Birçok âyet-i kerîmede Kur'ân’ın Allah (c.c.) tarafından Hz. Peygamber’e (s.a.s.) Cebrâil (a.s.) vasıtasıyla ve Arapça lafızlarla indirildiği açık bir şekilde ifade edilmiştir. “Anlayabilesiniz diye biz onu Arapça bir Kur'ân olarak indirdik.” (Yûsuf, 12/2), “Şüphesiz bu Kur'ân âlemlerin rabbi tarafından indirilmiştir. Onu, senin kalbine uyarıcılardan olasın diye açık bir Arapça ile Ruhulemin indirmiştir.” (eş-Şuarâ, 26/192-195) âyetleri, konuya ilişkin örneklerden sadece birkaçıdır. (Ayrıca bkz. en-Neml, 27/6; Tâhâ, 20/113; ez-Zuhruf, 43/3 vd.)

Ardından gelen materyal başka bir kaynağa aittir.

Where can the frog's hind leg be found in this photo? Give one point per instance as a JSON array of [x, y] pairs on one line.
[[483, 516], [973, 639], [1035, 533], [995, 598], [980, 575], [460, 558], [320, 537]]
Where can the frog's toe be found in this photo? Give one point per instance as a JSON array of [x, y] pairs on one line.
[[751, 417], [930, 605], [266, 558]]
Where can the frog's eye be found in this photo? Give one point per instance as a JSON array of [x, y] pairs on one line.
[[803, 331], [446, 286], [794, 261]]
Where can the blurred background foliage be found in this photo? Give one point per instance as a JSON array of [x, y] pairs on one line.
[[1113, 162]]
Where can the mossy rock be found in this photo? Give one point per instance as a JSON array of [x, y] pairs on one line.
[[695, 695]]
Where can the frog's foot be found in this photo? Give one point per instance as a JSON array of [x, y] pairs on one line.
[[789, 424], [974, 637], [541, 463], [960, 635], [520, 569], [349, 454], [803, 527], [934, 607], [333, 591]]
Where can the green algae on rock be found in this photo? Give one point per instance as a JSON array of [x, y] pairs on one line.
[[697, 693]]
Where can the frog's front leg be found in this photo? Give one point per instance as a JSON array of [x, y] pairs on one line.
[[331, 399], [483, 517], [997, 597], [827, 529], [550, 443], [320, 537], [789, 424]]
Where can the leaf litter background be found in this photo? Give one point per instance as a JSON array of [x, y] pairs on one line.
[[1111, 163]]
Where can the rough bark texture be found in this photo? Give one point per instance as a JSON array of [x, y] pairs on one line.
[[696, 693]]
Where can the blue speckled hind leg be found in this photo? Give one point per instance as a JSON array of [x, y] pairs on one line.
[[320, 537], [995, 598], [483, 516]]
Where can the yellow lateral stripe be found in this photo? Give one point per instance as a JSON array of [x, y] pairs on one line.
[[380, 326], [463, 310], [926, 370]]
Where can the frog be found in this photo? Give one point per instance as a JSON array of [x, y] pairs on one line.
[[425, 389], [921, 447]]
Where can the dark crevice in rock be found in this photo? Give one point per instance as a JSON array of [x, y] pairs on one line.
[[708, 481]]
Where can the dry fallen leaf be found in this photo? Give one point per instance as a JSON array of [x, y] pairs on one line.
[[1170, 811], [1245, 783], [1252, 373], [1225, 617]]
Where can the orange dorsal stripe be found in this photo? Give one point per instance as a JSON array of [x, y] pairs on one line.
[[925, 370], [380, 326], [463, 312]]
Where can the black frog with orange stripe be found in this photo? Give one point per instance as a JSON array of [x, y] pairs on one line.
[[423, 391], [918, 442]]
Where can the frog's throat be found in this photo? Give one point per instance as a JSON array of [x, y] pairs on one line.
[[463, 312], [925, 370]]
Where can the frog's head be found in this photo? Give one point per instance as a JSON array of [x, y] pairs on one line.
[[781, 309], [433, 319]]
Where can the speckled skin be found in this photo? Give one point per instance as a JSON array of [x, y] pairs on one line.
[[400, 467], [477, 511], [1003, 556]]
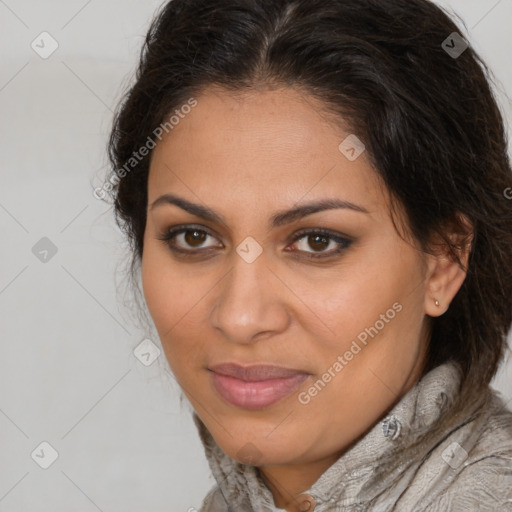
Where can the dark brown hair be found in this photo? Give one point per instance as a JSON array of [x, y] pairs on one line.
[[428, 118]]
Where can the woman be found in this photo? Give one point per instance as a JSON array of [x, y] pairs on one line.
[[315, 193]]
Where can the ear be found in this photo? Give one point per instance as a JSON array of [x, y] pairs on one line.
[[445, 275]]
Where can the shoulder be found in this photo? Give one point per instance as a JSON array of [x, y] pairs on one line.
[[214, 501], [479, 469], [483, 486]]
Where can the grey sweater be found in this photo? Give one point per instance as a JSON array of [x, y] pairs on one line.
[[429, 454]]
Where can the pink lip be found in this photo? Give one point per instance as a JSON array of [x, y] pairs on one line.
[[255, 387]]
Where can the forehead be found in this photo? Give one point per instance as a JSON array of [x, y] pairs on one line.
[[261, 145]]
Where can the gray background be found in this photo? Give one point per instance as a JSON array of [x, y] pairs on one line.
[[68, 374]]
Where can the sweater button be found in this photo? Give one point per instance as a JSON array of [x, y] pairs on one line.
[[306, 503]]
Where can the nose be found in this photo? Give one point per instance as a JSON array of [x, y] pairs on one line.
[[251, 303]]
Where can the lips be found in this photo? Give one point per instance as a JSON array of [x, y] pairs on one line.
[[255, 387]]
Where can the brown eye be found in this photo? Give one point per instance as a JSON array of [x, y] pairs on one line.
[[314, 244], [195, 237], [187, 239], [318, 242]]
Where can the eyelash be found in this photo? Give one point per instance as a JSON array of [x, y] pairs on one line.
[[343, 241]]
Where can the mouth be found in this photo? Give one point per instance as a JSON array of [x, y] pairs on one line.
[[255, 387]]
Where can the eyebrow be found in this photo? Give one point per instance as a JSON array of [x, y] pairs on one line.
[[278, 219]]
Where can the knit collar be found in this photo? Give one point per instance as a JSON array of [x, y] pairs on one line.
[[370, 466]]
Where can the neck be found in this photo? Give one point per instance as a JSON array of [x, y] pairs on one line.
[[287, 482]]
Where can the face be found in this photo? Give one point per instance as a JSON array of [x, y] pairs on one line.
[[333, 295]]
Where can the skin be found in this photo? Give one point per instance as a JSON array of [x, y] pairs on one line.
[[248, 157]]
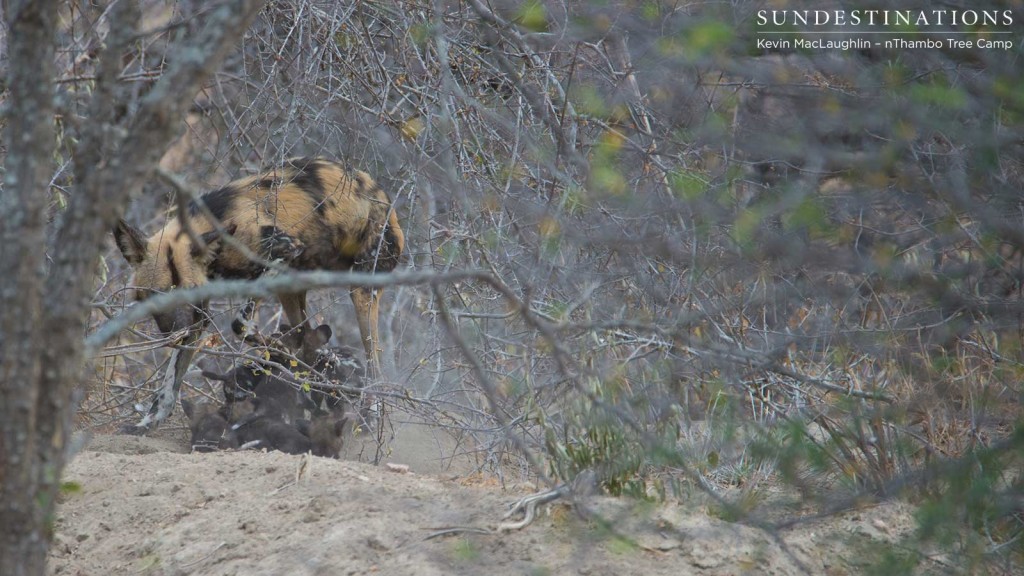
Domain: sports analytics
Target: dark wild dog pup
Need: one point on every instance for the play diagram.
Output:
(209, 428)
(268, 384)
(326, 433)
(311, 213)
(255, 422)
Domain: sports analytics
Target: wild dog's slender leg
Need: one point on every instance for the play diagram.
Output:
(163, 404)
(367, 302)
(177, 365)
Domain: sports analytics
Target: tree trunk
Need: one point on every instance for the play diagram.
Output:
(24, 523)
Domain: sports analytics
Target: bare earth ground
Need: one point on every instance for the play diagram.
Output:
(144, 506)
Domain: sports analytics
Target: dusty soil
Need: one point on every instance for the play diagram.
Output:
(142, 505)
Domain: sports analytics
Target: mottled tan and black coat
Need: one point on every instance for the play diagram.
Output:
(310, 213)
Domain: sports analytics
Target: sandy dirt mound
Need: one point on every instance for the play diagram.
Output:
(138, 506)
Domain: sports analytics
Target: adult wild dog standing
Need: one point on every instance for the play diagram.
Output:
(308, 213)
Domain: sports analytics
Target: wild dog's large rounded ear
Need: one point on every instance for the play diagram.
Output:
(212, 241)
(131, 241)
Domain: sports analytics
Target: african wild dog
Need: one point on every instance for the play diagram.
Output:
(311, 213)
(329, 365)
(258, 422)
(266, 383)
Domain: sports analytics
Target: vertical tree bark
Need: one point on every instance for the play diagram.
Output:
(29, 138)
(44, 310)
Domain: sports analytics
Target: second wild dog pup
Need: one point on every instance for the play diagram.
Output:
(311, 212)
(326, 434)
(256, 421)
(208, 426)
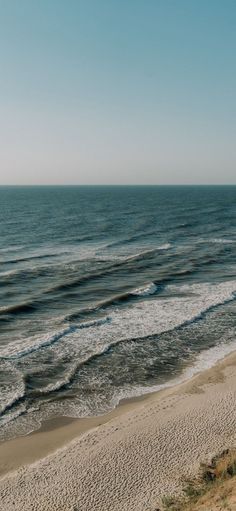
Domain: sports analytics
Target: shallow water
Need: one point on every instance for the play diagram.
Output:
(110, 292)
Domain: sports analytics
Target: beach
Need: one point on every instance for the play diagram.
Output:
(142, 452)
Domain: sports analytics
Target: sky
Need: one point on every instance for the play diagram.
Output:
(117, 92)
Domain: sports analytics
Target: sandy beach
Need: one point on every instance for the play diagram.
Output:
(128, 459)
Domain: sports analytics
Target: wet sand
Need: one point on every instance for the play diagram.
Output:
(128, 459)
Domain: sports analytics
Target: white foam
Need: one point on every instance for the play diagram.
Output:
(223, 241)
(145, 318)
(149, 289)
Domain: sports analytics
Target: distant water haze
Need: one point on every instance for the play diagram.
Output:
(108, 293)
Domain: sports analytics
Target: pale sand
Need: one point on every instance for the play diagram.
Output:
(142, 451)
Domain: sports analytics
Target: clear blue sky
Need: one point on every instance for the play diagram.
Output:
(117, 91)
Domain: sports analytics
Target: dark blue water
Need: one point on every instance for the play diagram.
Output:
(110, 292)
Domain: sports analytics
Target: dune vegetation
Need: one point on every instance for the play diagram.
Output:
(213, 490)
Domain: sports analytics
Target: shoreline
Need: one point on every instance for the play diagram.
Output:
(55, 433)
(128, 458)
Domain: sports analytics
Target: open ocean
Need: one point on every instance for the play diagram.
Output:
(108, 293)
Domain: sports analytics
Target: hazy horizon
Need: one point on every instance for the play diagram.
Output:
(128, 93)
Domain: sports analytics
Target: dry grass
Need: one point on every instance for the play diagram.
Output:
(214, 490)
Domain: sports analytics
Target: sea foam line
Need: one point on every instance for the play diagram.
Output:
(139, 320)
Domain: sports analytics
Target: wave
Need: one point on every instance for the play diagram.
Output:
(22, 348)
(220, 241)
(18, 308)
(149, 289)
(14, 391)
(140, 320)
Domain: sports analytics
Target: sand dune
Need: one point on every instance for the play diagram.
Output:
(139, 455)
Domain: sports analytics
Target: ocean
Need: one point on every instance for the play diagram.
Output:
(108, 293)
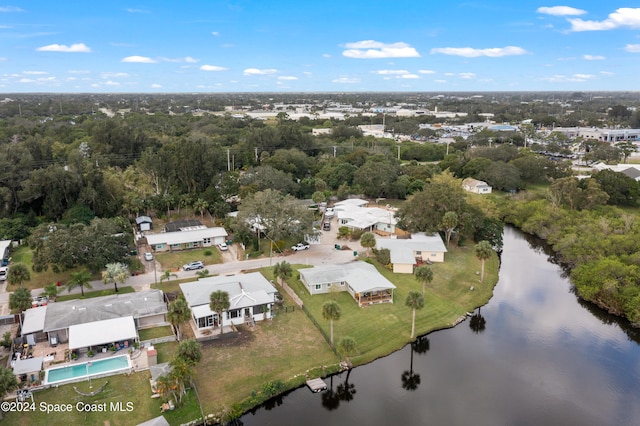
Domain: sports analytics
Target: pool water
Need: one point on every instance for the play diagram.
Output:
(87, 369)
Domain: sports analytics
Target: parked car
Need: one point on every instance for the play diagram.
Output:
(193, 265)
(300, 246)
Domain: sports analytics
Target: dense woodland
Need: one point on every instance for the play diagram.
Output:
(71, 173)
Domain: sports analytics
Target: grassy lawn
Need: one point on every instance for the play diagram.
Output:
(155, 332)
(175, 260)
(381, 329)
(90, 294)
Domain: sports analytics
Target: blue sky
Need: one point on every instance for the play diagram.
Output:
(306, 45)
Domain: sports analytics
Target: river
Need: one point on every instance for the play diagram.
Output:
(536, 356)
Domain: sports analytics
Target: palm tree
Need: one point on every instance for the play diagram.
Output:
(331, 312)
(449, 223)
(483, 252)
(414, 301)
(166, 275)
(368, 241)
(179, 313)
(346, 347)
(282, 271)
(219, 302)
(79, 279)
(425, 275)
(115, 273)
(190, 351)
(18, 274)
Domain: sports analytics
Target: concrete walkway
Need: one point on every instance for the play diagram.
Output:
(318, 254)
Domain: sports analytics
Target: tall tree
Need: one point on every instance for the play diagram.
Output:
(218, 303)
(331, 311)
(79, 279)
(20, 300)
(425, 275)
(282, 271)
(115, 273)
(414, 301)
(18, 274)
(179, 313)
(483, 252)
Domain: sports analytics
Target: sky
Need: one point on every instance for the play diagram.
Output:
(318, 46)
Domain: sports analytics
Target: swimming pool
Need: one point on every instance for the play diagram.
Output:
(102, 367)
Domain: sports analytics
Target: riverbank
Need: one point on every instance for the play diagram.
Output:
(281, 354)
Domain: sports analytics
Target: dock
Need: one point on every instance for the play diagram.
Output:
(316, 385)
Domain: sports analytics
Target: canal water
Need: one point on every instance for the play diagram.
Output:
(535, 355)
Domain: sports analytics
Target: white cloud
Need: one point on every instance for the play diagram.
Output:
(114, 75)
(470, 52)
(624, 17)
(74, 48)
(256, 71)
(212, 68)
(371, 49)
(9, 9)
(632, 48)
(139, 60)
(391, 72)
(574, 78)
(561, 11)
(346, 80)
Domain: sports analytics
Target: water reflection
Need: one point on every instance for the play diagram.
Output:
(545, 359)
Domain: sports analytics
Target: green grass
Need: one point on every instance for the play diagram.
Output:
(91, 294)
(155, 332)
(175, 260)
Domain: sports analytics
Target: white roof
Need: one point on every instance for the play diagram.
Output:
(183, 237)
(360, 276)
(244, 291)
(101, 332)
(29, 365)
(402, 251)
(34, 320)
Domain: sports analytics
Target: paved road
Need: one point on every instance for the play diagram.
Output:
(318, 254)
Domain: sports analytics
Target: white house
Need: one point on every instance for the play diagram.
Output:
(362, 280)
(407, 253)
(476, 186)
(251, 297)
(184, 240)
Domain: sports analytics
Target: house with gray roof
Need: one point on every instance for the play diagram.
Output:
(251, 298)
(407, 253)
(187, 239)
(362, 280)
(95, 321)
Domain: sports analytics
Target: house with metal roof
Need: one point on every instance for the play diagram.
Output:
(361, 279)
(95, 321)
(185, 240)
(407, 253)
(251, 299)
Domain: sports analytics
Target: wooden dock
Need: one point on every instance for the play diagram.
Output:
(316, 385)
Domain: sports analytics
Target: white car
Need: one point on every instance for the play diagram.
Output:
(193, 265)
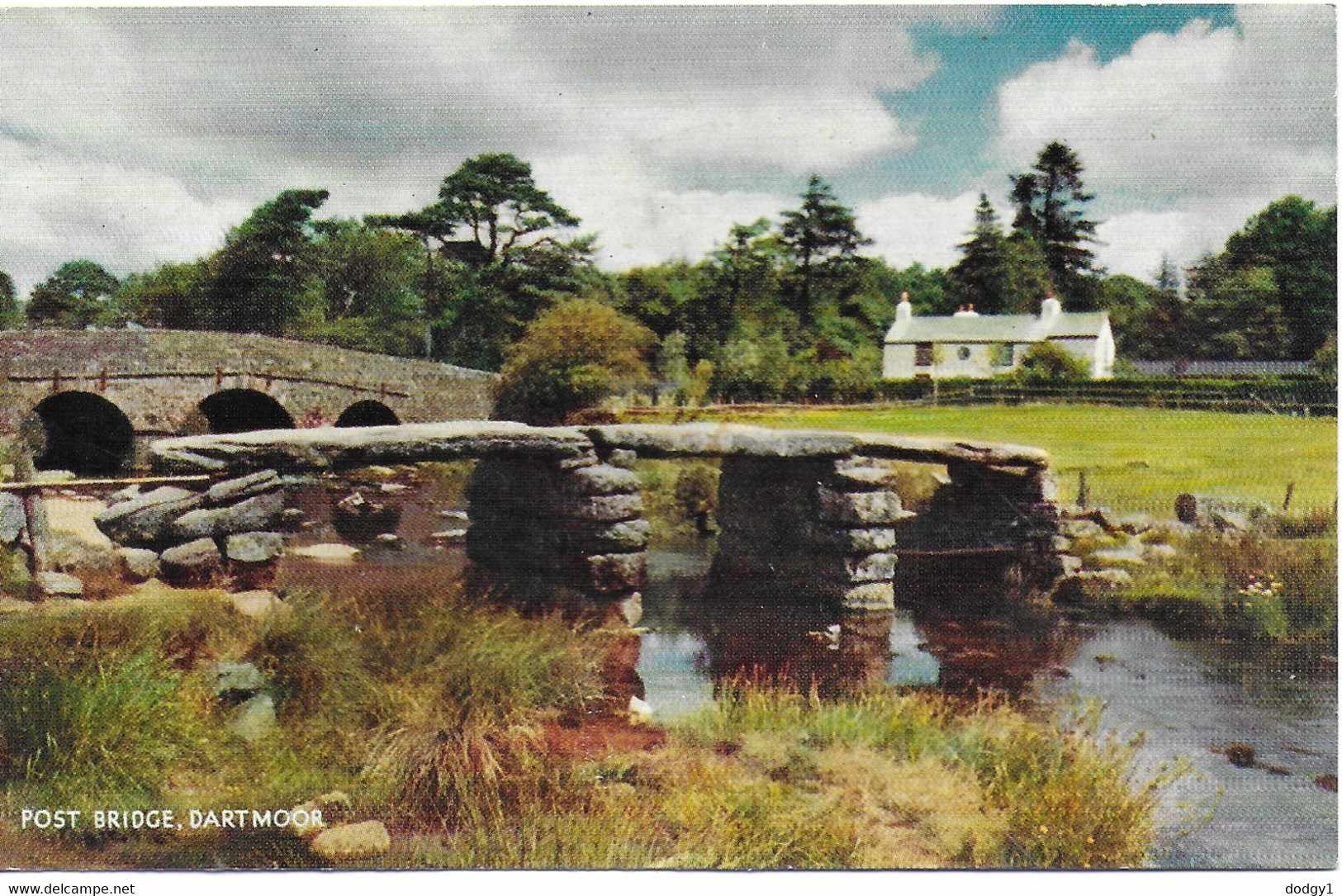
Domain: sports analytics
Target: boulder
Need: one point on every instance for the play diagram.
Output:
(14, 518)
(254, 718)
(875, 595)
(58, 585)
(330, 553)
(129, 492)
(191, 563)
(257, 604)
(873, 567)
(631, 609)
(292, 518)
(137, 563)
(1227, 521)
(144, 521)
(254, 548)
(236, 681)
(628, 535)
(249, 515)
(612, 573)
(1110, 557)
(235, 490)
(350, 842)
(608, 509)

Ayrıca vahyin nüzulü esnasında Hz. Peygamber’in (s.a.s.) vahyedilenleri kaçırırım endişesiyle dilini depreştirerek kendisine gelen vahyi tekrarlamasını konu edinen aşağıdaki âyetlerde Hz. Peygamber’e indirilenin “kıraat/okumak” ile ifade edilmesi lafzın Allah’a aidiyetini açıkça göstermektedir: “Sana onun vahyi bitirilmeden önce Kur'ân’ı okumada acele etme.” (Tâhâ, 20/114) ve “(Resulüm! Vahiy geldiği zaman) onu alelacele almak için (bitmeden) dilini hareket ettirme. Şüphesiz onu (kalbinde) toplamak ve (sana) okutmak bize aittir. Onu (Cebrail vasıtasıyla sana) okuduğumuz zaman, onun okunuşunu takip et. Şüphesiz onu açıklamak da bize aittir.” (el-Kıyâmet, 75/16-19).
Kur'ân’ın lafzen ve manen vahyedildiği ve Hz. Peygamber’in (s.a.s.) bu hususta herhangi bir müdahalede bulunamayacağı Kur'ân-ı Kerîm’de açıkça ortaya konulmuştur: “Onlara bir ayet getirmediğin zaman, ‘Sen bir tane yapsaydın ya’ derler. De ki: Ben ancak Rabbim tarafından bana vahyolunana uyarım. Bu Kitap inanan bir toplum için Rabbinizden hakikati gösteren deliller, hidayet rehberi ve rahmettir.” (el-A’râf, 7/203), “Ayetlerimiz onlara açık açık okununca, âhirette bizim huzurumuza çıkacaklarına inanmayanlar, ‘Bundan başka bir Kuran getir veya bunu değiştir’ dediler. De ki: Onu kendiliğimden değiştiremem, ben ancak, bana vahyolunana uyarım. Ben Rabbime karşı gelirsem, büyük günün azabına uğramaktan korkarım.” (Yunus, 10/15), “Böylece biz onu (Kur’an’ı) bir hüküm kaynağı olarak Arapça indirdik. Eğer sana bu ilim geldikten sonra onların arzularına uyarsan, andolsun ki Allah’ın cezasından seni koruyacak ne bir yardımcın ne de bir koruyucun olacaktır.” (er-Ra’d, 13/37), “Eğer Peygamber bize atfen bazı sözler uydurmuş olsaydı, elbette onu kıskıvrak yakalar, sonra onun can damarını koparırdık. Hiçbiriniz de buna mani olamazdınız.” (el-Hâkka, 69/44-47).
Hiç kuşkusuz Kur'ân’ın özellikleri, onun hem Allah’ın vahyi hem de lafzı ve anlamı itibarıyla Hz. Peygamber’e verilmiş bir mucize olduğunu açıkça ortaya koymaktadır. Tüm bu özellikleriyle Kur'ân, bizzat Hz. Peygamber (s.a.s.) döneminde yazı ve ezber yoluyla hem sadırlarda hem satırlarda kayda geçirilerek daha sonraki kuşaklara, naklinde şüphe olmayacak şekilde tevâtüren ulaştırılmıştır.
Sonuç olarak, Kur'ân-ı Kerîm’in âyetleri ve Hz. Peygamber’in (s.a.s.) açıklamaları Kur'ân’ın, Hz. Peygamber’e lafzı ve manasıyla Allah tarafından vahyedildiğini açıkça ortaya koymaktadır. Asr-ı saâdetten günümüze kadar İslâm ümmetinin kabulü de bu şekildedir.